And who will forget this time last year when the waves all but engulfed the Helensburgh seafront and any properties with the ill fortune to be under their flight path?

Storms are just plain frightening, and the fact that they’re now forecast accurately and in advance does little to calm the nerves.

Our worst recent one on the Peninsula turned spring overnight into autumn as we woke up to the newly budding bright green trees scorched brown in the gale force winds.

And every time those terrifying gusts return I recall that year and the morning the dog and I sat by candlelight, huddled in the back of a freezing house with a battery radio, hearing heaven knew what crashing round about us.

Daylight brought sight of a wrecked greenhouse, decapitated chimney, and deck posts smashed like matchwood. Sundry possessions were strewn around neighbouring roads and gardens.

But we also saw a neighbouring house whose over-hanging eaves had been used by the wind as a tin opener to peel back half the roof. By comparison our losses seemed suddenly slight. A neighbour’s woodland garden had found once mighty trees, planted a generation ago, felled like twigs.

Storms engender a sense of complete helplessness especially when power is also cut off, and you have a stark reminder how the many functions and gadgets on which most of our lives are now dependant can be rendered utterly and instantly useless.

In the midst of this latest batch of gales the school bus laid on to take children from the Peninsula round to Hermitage Academy sported just six passengers.

Parents quite rightly assumed that a double decker was hardly the best form of transport on days when high sided vehicles had been routinely prevented from travelling across many routes and bridges in the rest of the country.

Inevitably a spokesperson was found to intone that ‘pupils’ safety was always ‘paramount’. A difficult sentiment to stand up when, as we’ve just witnessed, areas where the winds blow fiercely from loch and firth pose regular and annual hazards to all travellers.

Plan for new prison misses the point ON Wednesday a conference in Edinburgh heard from a very high-powered line-up of speakers on the question of female imprisonment. It’s a matter of some urgency, since the incoming Scottish justice minister has inherited a plan to build a new prison for women across the water in Inverclyde.
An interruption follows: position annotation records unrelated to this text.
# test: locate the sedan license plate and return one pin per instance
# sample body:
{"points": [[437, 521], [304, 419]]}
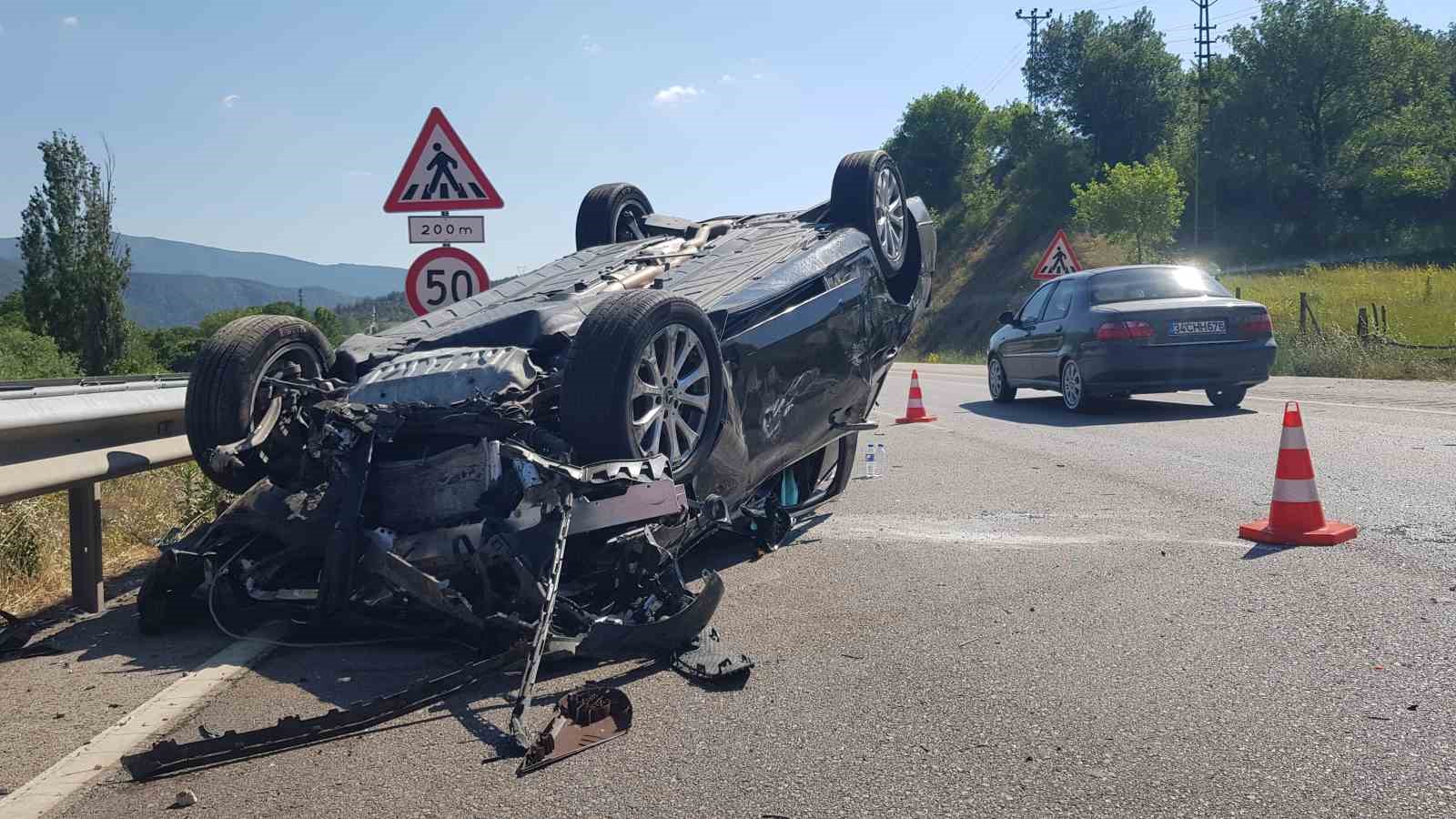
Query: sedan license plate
{"points": [[1208, 327]]}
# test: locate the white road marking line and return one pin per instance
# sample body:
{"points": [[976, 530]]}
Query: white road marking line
{"points": [[929, 375], [1302, 401], [157, 716]]}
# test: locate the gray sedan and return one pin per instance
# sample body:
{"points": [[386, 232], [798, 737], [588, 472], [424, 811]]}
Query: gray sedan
{"points": [[1118, 331]]}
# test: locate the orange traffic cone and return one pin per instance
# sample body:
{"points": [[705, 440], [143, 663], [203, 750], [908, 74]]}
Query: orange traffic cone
{"points": [[1295, 513], [915, 409]]}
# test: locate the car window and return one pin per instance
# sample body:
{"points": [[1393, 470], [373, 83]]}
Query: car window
{"points": [[1142, 283], [1060, 302], [1031, 310]]}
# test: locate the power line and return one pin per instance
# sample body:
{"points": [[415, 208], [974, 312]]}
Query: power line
{"points": [[1205, 56], [1033, 50], [1005, 70]]}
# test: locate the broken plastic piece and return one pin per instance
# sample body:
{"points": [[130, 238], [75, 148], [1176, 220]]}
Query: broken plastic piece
{"points": [[584, 719], [710, 659]]}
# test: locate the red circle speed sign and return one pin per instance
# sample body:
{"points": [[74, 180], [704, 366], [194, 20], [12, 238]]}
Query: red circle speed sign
{"points": [[443, 276]]}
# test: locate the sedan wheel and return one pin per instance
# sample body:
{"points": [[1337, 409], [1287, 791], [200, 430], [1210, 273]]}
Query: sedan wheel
{"points": [[1074, 389], [1002, 390]]}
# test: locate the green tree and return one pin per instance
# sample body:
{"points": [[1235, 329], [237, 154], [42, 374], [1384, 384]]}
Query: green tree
{"points": [[137, 354], [934, 142], [75, 271], [1138, 205], [1331, 124], [12, 310], [28, 356], [1113, 80]]}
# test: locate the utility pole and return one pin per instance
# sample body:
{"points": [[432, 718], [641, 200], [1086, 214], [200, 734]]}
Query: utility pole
{"points": [[1205, 41], [1033, 50]]}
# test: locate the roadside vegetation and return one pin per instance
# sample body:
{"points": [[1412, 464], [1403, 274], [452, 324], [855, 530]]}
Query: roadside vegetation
{"points": [[1327, 138], [138, 509]]}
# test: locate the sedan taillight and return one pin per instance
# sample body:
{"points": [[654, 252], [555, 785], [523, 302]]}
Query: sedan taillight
{"points": [[1125, 331], [1261, 325]]}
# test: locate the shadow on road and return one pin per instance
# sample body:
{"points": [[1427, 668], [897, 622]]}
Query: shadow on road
{"points": [[1264, 550], [1050, 413]]}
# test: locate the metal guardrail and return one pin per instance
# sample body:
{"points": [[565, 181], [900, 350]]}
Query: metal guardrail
{"points": [[73, 435]]}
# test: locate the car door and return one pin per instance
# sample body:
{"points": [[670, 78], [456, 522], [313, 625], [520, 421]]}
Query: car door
{"points": [[1050, 334], [1016, 349], [803, 369]]}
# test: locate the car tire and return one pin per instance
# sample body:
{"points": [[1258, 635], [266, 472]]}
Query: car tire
{"points": [[1227, 397], [611, 388], [868, 193], [1074, 389], [612, 213], [223, 390], [1002, 390]]}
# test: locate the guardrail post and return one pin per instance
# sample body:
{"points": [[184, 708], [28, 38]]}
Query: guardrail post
{"points": [[87, 591]]}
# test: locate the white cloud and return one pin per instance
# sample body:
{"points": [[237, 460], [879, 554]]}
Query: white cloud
{"points": [[672, 95]]}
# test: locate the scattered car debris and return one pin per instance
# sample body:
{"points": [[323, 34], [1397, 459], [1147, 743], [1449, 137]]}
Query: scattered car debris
{"points": [[710, 659], [15, 639], [584, 719]]}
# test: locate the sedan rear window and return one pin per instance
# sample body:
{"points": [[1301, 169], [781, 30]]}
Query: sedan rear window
{"points": [[1143, 283]]}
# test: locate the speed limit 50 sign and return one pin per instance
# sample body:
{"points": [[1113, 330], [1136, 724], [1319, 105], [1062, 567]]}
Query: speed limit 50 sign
{"points": [[443, 276]]}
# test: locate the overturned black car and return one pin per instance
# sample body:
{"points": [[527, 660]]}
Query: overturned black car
{"points": [[528, 465]]}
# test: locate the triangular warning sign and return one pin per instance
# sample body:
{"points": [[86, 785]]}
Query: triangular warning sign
{"points": [[1059, 259], [440, 174]]}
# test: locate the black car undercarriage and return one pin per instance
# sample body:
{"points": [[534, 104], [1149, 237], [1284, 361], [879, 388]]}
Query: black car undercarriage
{"points": [[524, 470]]}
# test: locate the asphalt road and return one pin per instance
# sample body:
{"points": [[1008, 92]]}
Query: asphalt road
{"points": [[1034, 614]]}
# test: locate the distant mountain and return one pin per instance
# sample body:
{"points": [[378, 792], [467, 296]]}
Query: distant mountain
{"points": [[178, 283], [159, 299], [165, 256]]}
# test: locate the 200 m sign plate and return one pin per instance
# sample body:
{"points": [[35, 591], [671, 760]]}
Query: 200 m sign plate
{"points": [[439, 229]]}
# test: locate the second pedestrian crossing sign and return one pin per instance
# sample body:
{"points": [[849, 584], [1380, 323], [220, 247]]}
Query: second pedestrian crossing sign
{"points": [[1059, 259], [440, 174]]}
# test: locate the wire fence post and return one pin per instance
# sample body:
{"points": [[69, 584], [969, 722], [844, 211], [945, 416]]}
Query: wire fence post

This despite a fistful of reports on female offending and the troubled history of Cornton Vale, all of which reach the common sense conclusion that what is most needed is not more prison cells, but more community based support.

The record of self harm and suicide in Cornton Vale, Scotland’s solitary female only establishment outside Stirling, is a depressing one, despite the many efforts of successive governors to improve conditions. The fact is that a high proportion of its inmates have serious mental health issues, and a very small number have a record of violence which requires they be locked up for the sake of community safety.

A new report compiled by the Soroptimists in conjunction with the Prison Reform Trust makes the point that police and courts too often define gender equality as sending equal proportions of male and female offenders to prison.

Yet not only are the criminal histories significantly different, but sending a woman to prison often has a catastrophic effect on children, and grandparents. In effect whole families serve the sentence. (As they do, of course, with many male prisoners too.) But because there are no local alternatives, women are routinely incarcerated so far from their families that visiting is difficult and relationships founder.

There are some nice glossy images available of the proposed new nick, all pastel colours and careful landscaping. It rather misses the point that what’s most needed to solve female offending is not prettier cells, but supportive community-based options which stop family break up and reduce the prospect of future offences.

Petty offenders tend to be put in jail for short sentences – for both women and men an extraordinarily expensive way to minimise the prospect of rehabilitation since there’s little time to do much else than lock them away.

It's you park - let's treat it as such IT really is an ‘on the one hand, on the other’ shout isn’t it. Both sides of the argument on extending the ban on wild camping in the Lomond and Trossachs National Park make reasonable points.

Folks like former chief inspector Kevin Findlater and outdoor guru Cameron McNeish think the by-law draconian and liable to criminalise the very folks the Park was set up to serve.

Proponents of extending the laws from the east shore argue that it is the only way to stop the despoliation of the shores by the booze and barbecue brigade who leave a trail of debris, destruction not to mention human excrement behind them.

That our national park is so near so many highly populated areas is both a blessing and a curse. A blessing in that thousands of urban dwellers can access a beautiful lung within an hour or two. And a curse in that the most accessible areas can be put under too much pressure.

The one wholly positive aspect is that the matter has gone out to consultation in the Your Park exercise, and that the decision will not be made without input from those who care most deeply about the area.